Presentations: The Vital Missing Ingredient

This article is about why many of us still get presentations wrong, why the missing ingredient is usually….missing, what the missing ingredient is and exactly what to do about it.

Here’s a typical presentation scenario: New product, roadshow looming – you’re doing the presentation. You’ve got started on the slide show, working on it when you’ve got a gap – and evenings. All seems to be going well. Five days to go – a mini crisis at the office (no problem, still plenty of time to prepare for Friday’s presentation). A big proposal hits your desk Tuesday afternoon – and they want it by Thursday 16h00. Are you getting the picture yet? Proposal goes in just in time – you’ve still got the whole evening to prepare the presentation, which you then proceed to do. Midnight, 1am….just about finished,…1.20 am done. Time to get some rest. Restless night, not much sleep. Up at 5.30 am – plenty of time still. Arrive at venue. Everything sorted except the data projector, eventually find it and get it to work. Suddenly the realisation hits you. Great Powerpoint slide show, but there’s something terribly wrong and you’re starting to panic. What can it be?

You haven’t managed to set aside the time to practise. But why should you need to? You know all this stuff. You’re sure to get through it okay. You’re not expecting a hostile audience. Then why are you feeling so short of breath?

Here’s why. You don’t know if it’s going to be too long or too short. You don’t know if you’ll remember what your cue card triggers were supposed to trigger (because you haven’t tested it). What if you’ve left out something important, what if you go blank, if they fry you alive at question time, if they get bored…oh my hat – what have I let myself in for..??? So you read your slideshow like 95% of all other presenters on earth…what did you forget?

You haven’t practised. Let me write that again. YOU HAVEN’T PRACTISED!

Here’s what would have happened if you had practised: The first run is almost always a disaster. You find out what works, what doesn’t work, what flows well, what’s funny, what’s not, where you’re waffling and so on. You stop, go back to the drawing board, knock out a few slides, add a phrase or 2 in, try again. Practice #2. Voila! Seemingly miraculously, everything seems to go like clockwork. The thing works! You know what? If you’ve got time, do a third run, just for confidence. If not, get a good night’s sleep and dazzle them in the morning.

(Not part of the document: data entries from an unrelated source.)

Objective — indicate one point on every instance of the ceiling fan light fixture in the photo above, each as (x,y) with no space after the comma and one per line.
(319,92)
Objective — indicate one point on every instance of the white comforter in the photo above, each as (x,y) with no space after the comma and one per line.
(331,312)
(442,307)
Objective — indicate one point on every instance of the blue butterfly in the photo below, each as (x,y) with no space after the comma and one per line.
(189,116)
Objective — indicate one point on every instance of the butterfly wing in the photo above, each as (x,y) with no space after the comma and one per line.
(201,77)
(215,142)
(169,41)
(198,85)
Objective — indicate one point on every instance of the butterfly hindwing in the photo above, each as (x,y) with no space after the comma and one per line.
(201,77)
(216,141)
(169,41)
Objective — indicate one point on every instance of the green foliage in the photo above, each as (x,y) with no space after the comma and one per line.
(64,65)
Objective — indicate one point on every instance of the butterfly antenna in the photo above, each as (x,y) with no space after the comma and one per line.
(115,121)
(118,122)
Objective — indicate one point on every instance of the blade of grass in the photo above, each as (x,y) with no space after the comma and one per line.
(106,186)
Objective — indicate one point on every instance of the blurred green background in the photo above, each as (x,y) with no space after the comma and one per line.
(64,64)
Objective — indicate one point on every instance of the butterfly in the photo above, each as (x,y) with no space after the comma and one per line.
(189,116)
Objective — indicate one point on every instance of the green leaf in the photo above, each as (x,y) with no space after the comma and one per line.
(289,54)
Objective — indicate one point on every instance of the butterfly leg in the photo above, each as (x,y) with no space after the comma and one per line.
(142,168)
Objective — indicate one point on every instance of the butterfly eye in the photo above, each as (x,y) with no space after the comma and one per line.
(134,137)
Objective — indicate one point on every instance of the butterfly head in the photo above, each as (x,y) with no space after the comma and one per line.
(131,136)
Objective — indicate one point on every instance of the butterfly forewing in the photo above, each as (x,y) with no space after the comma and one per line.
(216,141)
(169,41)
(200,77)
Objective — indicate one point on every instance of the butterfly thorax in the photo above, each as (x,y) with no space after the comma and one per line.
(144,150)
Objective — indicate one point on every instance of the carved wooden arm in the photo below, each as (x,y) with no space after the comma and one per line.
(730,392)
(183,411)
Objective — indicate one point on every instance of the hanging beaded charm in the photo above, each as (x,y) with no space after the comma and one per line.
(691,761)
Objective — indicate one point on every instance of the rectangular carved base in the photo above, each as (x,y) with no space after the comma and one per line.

Here’s how the average person can expect to feel depending on the amount of practise they’ve had prior to going live:

  • No practise – No sleep the night before, presenter extremely nervous, likely outcome – disaster.
  • One practise – Very little sleep, presenter anxious because the practise went badly, no confidence – panic. Likely outcome – disaster
  • Two practise runs – Reasonable night’s sleep, fairly confident, likely outcome – success
  • Three practise runs – Good night’s sleep, confident, likely outcome – success
  • Four or more – No harm – just don’t try to pull it off parrot fashion – your audience will be bored out of their minds and you’ll place yourself under added pressure.

You are undoubtedly the expert on the topic you’re expected to present on. The audience is most likely to assume that anyway. The issue is not the content – you could probaby talk for days on the subject. The issue is selecting the information that your audience needs to know to assist them to make the decision you are recommending, structure this information properly and deliver it convincingly. That’s why you really do need to practise.

And that’s why practise is the missing ingredient, because we seldom manage to make the time to rehearse. And if we do, it’s usually only once. No wonder we walk into presentations as if we’re walking the plank!